O seu filme ‘Operação Portugal’ e o dialecto de Lisboa deram-lhe acesso à cidadania portuguesa?

Na verdade, sou um cidadão português honorário (risos)! Sou conhecido em todo o lado pelo meu desenho “português”. Tudo o que ele pediu de mim. É uma asa de anjo e uma bola, às vezes você tem que saber conviver com isso. O “português” carregou-me, deu-me a conhecer, é como um amuleto da sorte mas tenho outras personalidades. Também faz as pessoas rirem.

O riso é realmente o bônus. É a pulsação da vida que trazemos ao público. Na verdade, quando faço as pessoas rirem, faço parte do cartão vital delas.

Você é ator, comediante e diretor ao mesmo tempo. O que você mais sente falta durante a gravidez?

O grande menos é o público, as risadas, a interação. Durante a crise de saúde, houve “custe o que custar”, é claro. Mas isso não substitui a capacidade de compartilhar um momento com as pessoas. Risos, aplausos, é demais! Este é o coração do nosso negócio. Assim que possível, peguei as prévias do filme e foi estranho ouvir as pessoas rindo. O riso é realmente o bônus. É a pulsação da vida que trazemos ao público. Na verdade, quando faço as pessoas rirem, faço parte do cartão vital delas.

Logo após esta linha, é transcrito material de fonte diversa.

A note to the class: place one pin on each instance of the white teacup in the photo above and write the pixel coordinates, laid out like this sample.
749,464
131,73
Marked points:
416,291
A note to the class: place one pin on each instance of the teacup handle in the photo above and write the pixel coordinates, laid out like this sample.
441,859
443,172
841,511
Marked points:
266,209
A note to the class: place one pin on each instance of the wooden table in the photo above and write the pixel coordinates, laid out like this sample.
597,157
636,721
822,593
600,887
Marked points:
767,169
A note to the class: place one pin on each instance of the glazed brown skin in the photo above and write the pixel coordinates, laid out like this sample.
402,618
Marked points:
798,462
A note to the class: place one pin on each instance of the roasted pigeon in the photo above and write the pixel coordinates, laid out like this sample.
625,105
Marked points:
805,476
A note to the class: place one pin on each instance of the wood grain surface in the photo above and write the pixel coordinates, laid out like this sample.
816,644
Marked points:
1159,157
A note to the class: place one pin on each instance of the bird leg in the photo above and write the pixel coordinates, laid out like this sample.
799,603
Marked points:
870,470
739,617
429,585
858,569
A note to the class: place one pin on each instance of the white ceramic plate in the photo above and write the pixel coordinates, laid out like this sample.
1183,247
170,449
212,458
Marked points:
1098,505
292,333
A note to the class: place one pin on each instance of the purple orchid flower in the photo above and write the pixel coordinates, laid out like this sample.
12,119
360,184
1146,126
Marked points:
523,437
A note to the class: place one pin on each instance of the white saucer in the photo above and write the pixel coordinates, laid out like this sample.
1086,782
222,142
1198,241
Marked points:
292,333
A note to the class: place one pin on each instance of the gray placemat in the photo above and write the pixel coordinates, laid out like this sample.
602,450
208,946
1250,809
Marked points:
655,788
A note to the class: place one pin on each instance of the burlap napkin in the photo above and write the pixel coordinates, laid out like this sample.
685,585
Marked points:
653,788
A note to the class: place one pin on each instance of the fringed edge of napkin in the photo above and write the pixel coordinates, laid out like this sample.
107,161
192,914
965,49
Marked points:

Então no sábado vamos encontrar ‘português’, mas você vai conseguir dissecar o sotaque bretão?

Vou ter que me concentrar! Mas vou me adaptar a isso hoje para uma surpresa. Sempre pesquiso antes de tocar em algum lugar, então o show nunca mais será o mesmo. Eu jogo para o público francês, mas é diferente em todos os lugares. Falamos de comunismo, mas acima de tudo somos comunidades unidas sob a mesma bandeira francesa.